Recently got told off for using password-less SSH keys, with the excuse that they’re all stored on an encrypted hard drive—this isn’t even true anymore, though, since my desktop HDD isn’t encrypted like it used to be.
I’ve also learned that gpg-agent
can also do SSH keys. Since I run
gpg-agent
all the time anyway for signing e-mail messages, it’s easy
to have it doing SSH keys too. Using SSH agent forwarding, only my local
machine has to see any keys. Anything from Emacs to a terminal SSHing
out from my local machine will pop up an X11 password entry dialog (if
the key isn’t cached already), and if I ssh from a remote machine to
somewhere else, the same X11 dialog will pop up as the agent gets
tunneled back automatically.
With the key only stored on two local machines, there’s no need for loads of SSH keys to selectively disable in the case of compromise: one for my two trusted machines, another for use with PuTTY on friends’ machines, and another for my git server on untrusted machines.
Daemon setup
Put this in .xinitrc
to get gpg-agent
running (from the Arch
Wiki):
gnupginf="${HOME}/.gnupg/gpg-agent.info"
if pgrep -u "${USER}" gpg-agent >/dev/null 2>&1; then
eval `cat $gnupginf`
eval `cut -d= -f1 $gnupginf | xargs echo export`
else
eval `gpg-agent --enable-ssh-support --daemon`
fi
~/.gnupg/gpg-agent.conf
:
,# Cache settings
default-cache-ttl 10800
default-cache-ttl-ssh 10800
,# Environment file
write-env-file /home/swhitton/.gnupg/gpg-agent.info
,# Keyboard control
,#no-grab
,# PIN entry program
,#pinentry-program /usr/bin/pinentry-curses
,#pinentry-program /usr/bin/pinentry-qt4
pinentry-program /usr/bin/pinentry-gtk-2
In .ssh/config
add the line ForwardAgent yes
under connections to
trusted machines that can re-use your authentication. You will want
ForwardAgent no
under Host *
but make sure this block comes at the
end of .ssh/config
or the ‘no’ will take precedence over the ‘yes’.
Key setup
I’d like to follow Arch Wiki’s advice to use an ecdsa key, but sshd on Debian Stable doesn’t support this atm, so we’re going with RSA. Because of how we are going to use gpg-agent, the key can and should have a long and random and inconvenient passphrase—it is only going to be typed once per OS installation. I’m using a 20 char one generated by my password manager yapet. Default key length is fine.

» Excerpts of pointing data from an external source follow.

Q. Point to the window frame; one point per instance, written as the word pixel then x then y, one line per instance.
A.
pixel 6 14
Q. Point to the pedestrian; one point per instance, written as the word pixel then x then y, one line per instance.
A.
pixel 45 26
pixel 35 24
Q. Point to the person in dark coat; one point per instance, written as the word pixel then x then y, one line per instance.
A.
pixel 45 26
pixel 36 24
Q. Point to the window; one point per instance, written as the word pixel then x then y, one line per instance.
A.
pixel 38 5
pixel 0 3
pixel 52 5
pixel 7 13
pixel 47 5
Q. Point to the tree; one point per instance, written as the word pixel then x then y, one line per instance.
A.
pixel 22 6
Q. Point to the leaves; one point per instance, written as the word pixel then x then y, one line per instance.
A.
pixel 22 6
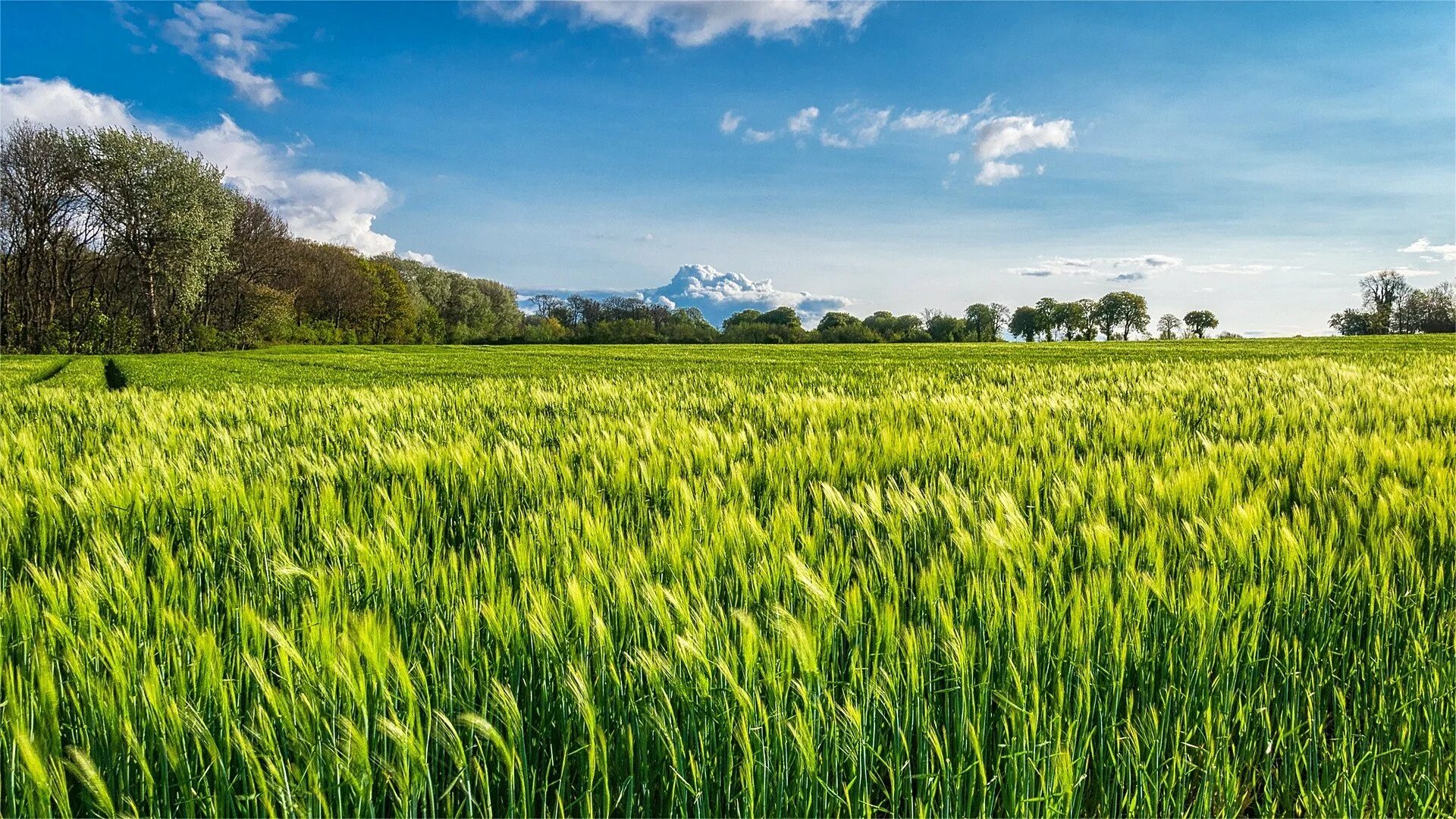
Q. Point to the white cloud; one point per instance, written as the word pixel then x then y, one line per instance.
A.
pixel 698 24
pixel 1238 268
pixel 996 172
pixel 1111 268
pixel 943 121
pixel 309 79
pixel 1008 136
pixel 316 205
pixel 802 123
pixel 864 126
pixel 1423 245
pixel 1405 271
pixel 720 293
pixel 421 259
pixel 60 104
pixel 226 41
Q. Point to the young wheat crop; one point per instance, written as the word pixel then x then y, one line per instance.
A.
pixel 1145 579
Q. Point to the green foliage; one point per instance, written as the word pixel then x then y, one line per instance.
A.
pixel 1391 305
pixel 1200 322
pixel 734 582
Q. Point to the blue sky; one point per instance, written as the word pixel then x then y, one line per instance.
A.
pixel 1254 159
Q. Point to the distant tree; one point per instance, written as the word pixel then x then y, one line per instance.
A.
pixel 1200 322
pixel 984 322
pixel 554 308
pixel 843 328
pixel 1391 305
pixel 1426 311
pixel 1025 322
pixel 1104 315
pixel 1382 292
pixel 1084 328
pixel 1354 322
pixel 780 325
pixel 1168 327
pixel 1122 308
pixel 943 327
pixel 897 328
pixel 1049 318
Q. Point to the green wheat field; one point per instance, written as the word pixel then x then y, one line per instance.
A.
pixel 1155 579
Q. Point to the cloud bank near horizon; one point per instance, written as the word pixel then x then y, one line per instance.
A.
pixel 717 295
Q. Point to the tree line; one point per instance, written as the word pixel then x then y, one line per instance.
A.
pixel 1391 305
pixel 114 241
pixel 635 321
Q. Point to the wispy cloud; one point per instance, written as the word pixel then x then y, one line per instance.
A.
pixel 692 25
pixel 944 121
pixel 862 126
pixel 316 205
pixel 228 41
pixel 310 79
pixel 858 126
pixel 1438 253
pixel 802 123
pixel 1111 268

$ ssh-keygen -t rsa -C"$(id -un)@$(hostname)-$(date --rfc-3339=date)"
Put the key on the remote server using existing key setup:
$ ssh-copy-id athena
This should now be the default key but it’s easier to add it to
.ssh/config
:
Host athena
...
ForwardAgent yes
IdentityFile ~/.ssh/id_rsa
We now need to add the key to gpg-agent
. Restart your X session to get
it running and then execute
$ ssh-add .ssh/id_rsa
You’ll have to type in your long passphrase, and then you’ll be prompted
(twice ofc) for a new one by gpg-agent
. This is the passphrase you’ll
be typing on a regular basis to unlock the ssh key for use, so make it
more practical/memorable.
That’s it, everything should work. Time for me to go and clean up my
extremely messy ~/.ssh/
on various machines to complete the setup.